Diharapkan berbagai inisatif positif tersebut juga dapat menginspirasi pemangku kepentingan dan pelaku industri yang lebih luas untuk tetap aktif melakukan kemitraan yang strategis dan sinergis untuk mendukung Program Percepatan Penurunan Stunting dan mendukung terciptanya anak generasi maju di Indonesia.
Intervensi seperti ini tidak hanya sekedar mengejar pertumbuhan fisik anak dalam jangka waktu pendek, tetapi juga menjadi bagian dari strategi jangka panjang untuk memitigasi stunting dan mengatasi gejala sisa jangka panjang terkait sumber daya manusia.

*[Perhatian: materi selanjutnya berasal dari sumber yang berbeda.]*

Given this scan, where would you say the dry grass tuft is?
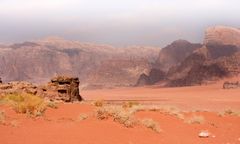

Sekali lagi, bukan hanya industri, tetapi mengatasi stunting butuh paket lengkap lintas sektoral, melibatkan semua pemangku kepentingan secara serentak pada fase hulu dan hilir, terutama di masa 1000 Hari Pertama Kehidupan. Kita Bisa, Indonesia Bisa untuk wujudkan generasi maju Indonesia!
*) Penulis adalah Dr. dr. Ray Wagiu Basrowi MKK. Beliau kini menjabat sebagai Medical and Scientific Affairs Director, Danone Indonesia, Medical Affairs Lead of APPNIA (Association of Company of Nutritional Products for Mothers and Children) dan Pendiri Health Collaborative Center Breastfeeding.